FOX'un merakla beklenen dizisi Adı: Zehra ile ekranlara dönüş yapmaya hazırlanan ödüllü oyuncu Hatice Aslan, Posta Gazetesi'nden Oya Çınar'ın sorulşarını yanıtladı.
Oya ÇINAR / POSTA
Hatice Aslan: Arzu nesnemin içinde seks de var, aşk da var, çikolata da!
Yeni diziniz ‘Adı Zehra’ başlıyor. Nasıl bir
hikaye?
Kimliğini ispatlamaya çalışan, 22 yaşında bir kızın öyküsü...

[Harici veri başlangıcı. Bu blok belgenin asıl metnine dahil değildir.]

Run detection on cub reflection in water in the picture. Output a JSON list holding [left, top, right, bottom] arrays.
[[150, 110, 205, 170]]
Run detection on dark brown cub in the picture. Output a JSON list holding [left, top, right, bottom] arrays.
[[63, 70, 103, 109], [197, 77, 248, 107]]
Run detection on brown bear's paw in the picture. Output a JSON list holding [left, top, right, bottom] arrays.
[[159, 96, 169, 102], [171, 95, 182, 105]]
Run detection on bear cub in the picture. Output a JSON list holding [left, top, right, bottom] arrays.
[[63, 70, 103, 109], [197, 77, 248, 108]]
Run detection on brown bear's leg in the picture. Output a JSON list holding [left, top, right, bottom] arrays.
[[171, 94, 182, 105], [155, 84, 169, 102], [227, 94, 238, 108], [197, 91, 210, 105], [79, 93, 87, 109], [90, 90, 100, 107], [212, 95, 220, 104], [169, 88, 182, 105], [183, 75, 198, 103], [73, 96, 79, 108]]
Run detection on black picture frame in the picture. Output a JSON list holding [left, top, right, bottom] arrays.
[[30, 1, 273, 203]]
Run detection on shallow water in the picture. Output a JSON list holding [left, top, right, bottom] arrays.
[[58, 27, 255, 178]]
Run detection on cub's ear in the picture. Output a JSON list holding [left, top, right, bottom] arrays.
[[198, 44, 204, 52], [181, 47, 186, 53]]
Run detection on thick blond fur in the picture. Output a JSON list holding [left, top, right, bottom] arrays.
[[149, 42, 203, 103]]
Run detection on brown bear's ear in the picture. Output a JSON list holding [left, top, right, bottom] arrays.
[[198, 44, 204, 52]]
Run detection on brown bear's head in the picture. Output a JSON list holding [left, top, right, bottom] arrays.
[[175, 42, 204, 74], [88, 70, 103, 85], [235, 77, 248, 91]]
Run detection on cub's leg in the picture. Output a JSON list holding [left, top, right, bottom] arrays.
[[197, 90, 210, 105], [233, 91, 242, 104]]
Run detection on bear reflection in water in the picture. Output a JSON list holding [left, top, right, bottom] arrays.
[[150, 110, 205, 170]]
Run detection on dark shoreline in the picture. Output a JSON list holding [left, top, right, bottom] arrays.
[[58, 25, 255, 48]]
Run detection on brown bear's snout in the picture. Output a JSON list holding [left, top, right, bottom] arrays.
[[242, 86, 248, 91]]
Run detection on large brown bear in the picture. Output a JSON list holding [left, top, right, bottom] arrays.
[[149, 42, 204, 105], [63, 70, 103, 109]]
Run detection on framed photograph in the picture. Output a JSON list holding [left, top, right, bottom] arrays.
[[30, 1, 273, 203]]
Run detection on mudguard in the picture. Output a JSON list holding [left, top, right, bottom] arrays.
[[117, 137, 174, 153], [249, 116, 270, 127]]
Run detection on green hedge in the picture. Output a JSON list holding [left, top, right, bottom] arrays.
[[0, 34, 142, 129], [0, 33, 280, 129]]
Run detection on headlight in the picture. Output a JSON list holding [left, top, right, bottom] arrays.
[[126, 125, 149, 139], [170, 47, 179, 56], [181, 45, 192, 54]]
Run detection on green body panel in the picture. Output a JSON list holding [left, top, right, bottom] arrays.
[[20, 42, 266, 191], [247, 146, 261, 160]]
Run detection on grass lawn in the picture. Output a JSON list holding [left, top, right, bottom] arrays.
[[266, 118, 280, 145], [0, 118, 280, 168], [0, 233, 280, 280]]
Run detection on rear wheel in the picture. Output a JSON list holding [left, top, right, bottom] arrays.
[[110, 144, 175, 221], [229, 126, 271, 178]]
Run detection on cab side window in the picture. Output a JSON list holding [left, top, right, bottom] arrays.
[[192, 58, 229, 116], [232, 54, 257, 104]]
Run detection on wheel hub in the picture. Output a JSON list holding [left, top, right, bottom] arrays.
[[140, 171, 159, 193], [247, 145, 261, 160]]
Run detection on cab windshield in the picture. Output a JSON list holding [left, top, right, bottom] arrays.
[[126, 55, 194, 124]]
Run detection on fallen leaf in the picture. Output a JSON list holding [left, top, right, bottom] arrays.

Psikolojik derinliği olan bir hikaye. Zehra, Almanya’da yoksul bir
aileden çıkıp İstanbullu zengin bir ailenin sırlarla dolu konağına
geliyor...
Peki sizin karakteriniz?
Ben Şule’yim. Kızım Hande kayıp. Ölü mü, sağ mı onu bile
bilmiyoruz. Beni en çok iki farklı annenin dramı etkiledi.
Zehra’nın annesi ile benim canlandırdığım Şule... Yerini bulacak
iyi bir iş.
Tiyatro ve dizilere yıllarca emek verdiniz. Ama tanınmanız Nuri
Bilge Ceylan’ın ‘Üç Maymun’ filmiyle oldu...
‘Üç Maymun’ ile ilgili teklif bana gelmeden önce, Nuri Bilge Ceylan’ın ‘Döngü’ adını verdiği fotoğrafını görmüş ve o kadar etkilenmiştim ki, “Bunun bir karesinde yer almayı ne kadar isterdim” dediğimi hatırlıyorum. İki ay sonra film için beni aradı. Doğru zaman o zamandı demek ki. Her şey hayat “Ol” dediğinde olur.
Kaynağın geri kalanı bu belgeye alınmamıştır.